Будильник на столе тикал и тикал, а мама все не приходила. В окна заглядывали крупные среднеазиатские звезды, от запруды, перегораживающей веселобегущие воды арыка, несло прохладой, а мама все не приходила, и напрасно я вслушивался в застывшую ночную тишину, вытягивая шею,— стук ее каблучков я различил бы за километр.
Вчера прямо около остановки бросилась под трамвай неизвестная женщина, я своими глазами видел кровавое месиво и красные лужицы у рельсов — ее свалили на носилки и потащили к машине, а мужчина в белом шел за ними, держа в руках отрезанную ногу, большой палец был перевязан, бинт развязался и дрожал на ветру, как белый флажок.
По вечерам в городе орудовали лихие молодцы, грабили и убивали не за понюшку табака, а днем торговали на барахолке краденым. И у нас во дворе собиралась мелкая шпана, играли в карты и лузгали семечки, а мы, пацаны, смотрели на все это с восхищением, смешанным со страхом. Мне покровительствовал двадцатилетний главарь с нашивками о ранениях и с золотыми фиксами, я доставал ему жмых и дарил немецкие зажигалки, присланные с фронта отцом; он рассказывал, что среди эвакуированных много богатеев, которые прячут горы золота, и что все это награблено у трудящихся и должно быть изъято.
У мамы не было золота, и будильник тикал и тикал, а она все не шла и не шла, и тогда я начинал молиться, стыдясь своей слабости. Боже, думал я, я не знаю, какой ты, но ты есть, я никогда не буду плохо говорить о тебе, я знаю, что ты очень хороший и добрый и помогаешь людям, сделай так, чтобы мама пришла, чтобы пришла побыстрее, сделай так, чтобы она не попала под трамвай, чтобы ее не тронули, сделай так, Боже, это не так уж много и тебе ничего не стоит, прошу тебя, чтобы мама быстрее пришла.
Так я молился, закутавшись в простыню и вслушиваясь в безмолвие душной ночи, которое изредка разрывал грохот трамвая,— сейчас застучат ее каблучки! — я знал, что веду себя постыдно и недостойно пионера, ибо передовые люди не верят в Бога, этим опиумом облапошивают дураков, но у меня не было выхода: никто не мог мне помочь, а я очень хотел, чтобы она вернулась побыстрее, и готов был на все, лишь бы она пришла.

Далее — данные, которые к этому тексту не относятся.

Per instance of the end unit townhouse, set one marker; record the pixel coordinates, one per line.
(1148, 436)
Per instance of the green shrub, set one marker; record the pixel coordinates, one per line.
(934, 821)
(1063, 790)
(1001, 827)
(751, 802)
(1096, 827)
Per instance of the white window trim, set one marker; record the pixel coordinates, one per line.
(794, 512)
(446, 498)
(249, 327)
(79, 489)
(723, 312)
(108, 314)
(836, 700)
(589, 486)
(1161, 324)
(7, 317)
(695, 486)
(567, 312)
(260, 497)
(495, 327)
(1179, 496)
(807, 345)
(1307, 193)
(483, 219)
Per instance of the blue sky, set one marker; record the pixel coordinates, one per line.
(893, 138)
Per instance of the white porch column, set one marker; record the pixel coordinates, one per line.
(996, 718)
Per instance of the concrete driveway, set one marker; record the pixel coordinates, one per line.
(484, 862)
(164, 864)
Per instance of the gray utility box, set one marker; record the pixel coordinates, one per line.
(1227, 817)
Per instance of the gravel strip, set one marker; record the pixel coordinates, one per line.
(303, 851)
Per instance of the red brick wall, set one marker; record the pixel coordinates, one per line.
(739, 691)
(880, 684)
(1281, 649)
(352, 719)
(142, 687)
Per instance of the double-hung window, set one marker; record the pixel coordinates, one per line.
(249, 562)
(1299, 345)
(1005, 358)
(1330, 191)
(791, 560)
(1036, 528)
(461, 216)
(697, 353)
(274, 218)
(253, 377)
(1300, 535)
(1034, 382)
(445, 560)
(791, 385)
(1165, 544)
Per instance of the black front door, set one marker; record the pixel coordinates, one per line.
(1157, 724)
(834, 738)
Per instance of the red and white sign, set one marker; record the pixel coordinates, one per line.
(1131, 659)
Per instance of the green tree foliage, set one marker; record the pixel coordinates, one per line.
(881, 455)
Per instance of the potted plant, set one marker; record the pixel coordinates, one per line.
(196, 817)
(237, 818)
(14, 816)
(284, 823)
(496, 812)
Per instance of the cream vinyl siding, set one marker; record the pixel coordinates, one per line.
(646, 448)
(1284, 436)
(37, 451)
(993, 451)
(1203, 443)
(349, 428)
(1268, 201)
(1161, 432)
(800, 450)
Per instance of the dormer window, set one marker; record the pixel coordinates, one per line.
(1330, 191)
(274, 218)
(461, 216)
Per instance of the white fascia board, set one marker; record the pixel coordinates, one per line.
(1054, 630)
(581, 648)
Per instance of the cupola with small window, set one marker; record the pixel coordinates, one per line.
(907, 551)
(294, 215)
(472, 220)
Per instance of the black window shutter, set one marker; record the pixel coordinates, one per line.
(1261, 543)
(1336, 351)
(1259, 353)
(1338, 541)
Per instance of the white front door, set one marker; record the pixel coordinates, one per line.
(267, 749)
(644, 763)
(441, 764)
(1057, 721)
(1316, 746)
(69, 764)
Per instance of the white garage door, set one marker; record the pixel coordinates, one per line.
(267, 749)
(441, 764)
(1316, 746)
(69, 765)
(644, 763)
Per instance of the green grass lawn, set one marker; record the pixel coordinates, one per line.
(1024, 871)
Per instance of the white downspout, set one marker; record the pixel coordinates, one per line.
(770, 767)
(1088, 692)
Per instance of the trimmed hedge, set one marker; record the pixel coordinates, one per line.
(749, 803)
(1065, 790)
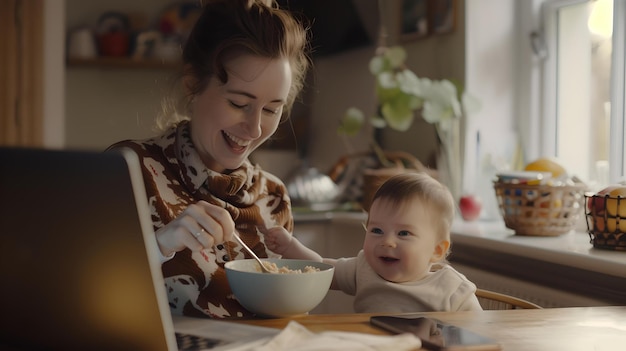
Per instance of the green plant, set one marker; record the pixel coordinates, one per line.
(401, 93)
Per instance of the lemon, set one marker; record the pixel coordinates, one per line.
(545, 164)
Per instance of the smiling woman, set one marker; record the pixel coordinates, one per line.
(244, 65)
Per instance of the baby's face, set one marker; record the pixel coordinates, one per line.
(401, 242)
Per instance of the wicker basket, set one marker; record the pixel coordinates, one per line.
(540, 210)
(606, 230)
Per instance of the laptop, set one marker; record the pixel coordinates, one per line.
(79, 267)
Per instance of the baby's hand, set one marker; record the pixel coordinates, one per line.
(277, 239)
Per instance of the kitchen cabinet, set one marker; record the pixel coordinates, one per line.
(122, 62)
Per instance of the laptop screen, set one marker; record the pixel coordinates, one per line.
(75, 269)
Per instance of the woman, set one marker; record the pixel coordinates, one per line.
(244, 64)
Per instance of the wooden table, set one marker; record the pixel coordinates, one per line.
(556, 329)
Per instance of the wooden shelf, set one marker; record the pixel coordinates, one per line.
(122, 62)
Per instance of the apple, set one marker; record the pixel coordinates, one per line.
(470, 206)
(615, 206)
(596, 204)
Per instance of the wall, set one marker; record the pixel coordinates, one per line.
(106, 105)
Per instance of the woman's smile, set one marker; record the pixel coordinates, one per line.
(238, 145)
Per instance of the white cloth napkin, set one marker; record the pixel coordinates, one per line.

И раздавались наконец знакомые шаги, и она целовала меня разгоряченными губами, пахнущими духами, вином и папиросным дымом, и я возмущался, что она задержалась, а она зачем–то еще больше укутывала меня в простыню, и я радовался, что она пришла, и забывал о Боге до очередного вечера и новых минут отчаяния, когда меня бросали одного в жестоком мире, где резали людей трамваи и убивали бандиты.
И еще я боялся скорпионов, которые водились в грудах саксаула, сваленного у стены комнаты, однажды один из них залез ко мне в постель, и я проснулся от скользящих по мне щупальцев и заорал на весь дом, а он в отместку укусил меня, и мама быстро сделала мне укол с противоядием.
А на следующий день она снова уходила, и я снова ждал и ждал, и молился, уже зная, что Бог мне обязательно поможет…
Я знал, что за ней ухаживал летчик–подполковник, лысый и похожий на щуку, который недавно ужинал у нас и пил из красивой заграничной бутылки,— он подарил мне верблюжий свитер, привезенный из оккупированного Ирана, но я не надевал его. я ненавидел подполковника и писал отцу на фронт большими закорючками: «Отец, отец, мы победим, мы разгромим фашистских гадов!» — и обещал громить врага примерной учебой и дисциплиной. Но мама снова уходила, и я снова молился, и однажды, когда казалось, что все уже кончено и она никогда не вернется, встал на колени на своей железной кровати, и она тут же вернулась, и я радовался, что научился ее возвращать, и утыкался носом в ее теплую грудь, и просил лечь рядом, и прижимался к ней, и тут же засыпал.
Жизнь крутилась, наплывала и уходила, щекотала нос и гудела морем. Витя шел по улице с дикторшей, предупредительно переводя ее за локоть через лужи. Маня проводил очередное совещание и с пафосом вещал о нерешенных задачах, а Челюсть сидел напротив него за длинным столом, крутил карандаш и одобрительно покачивал головой.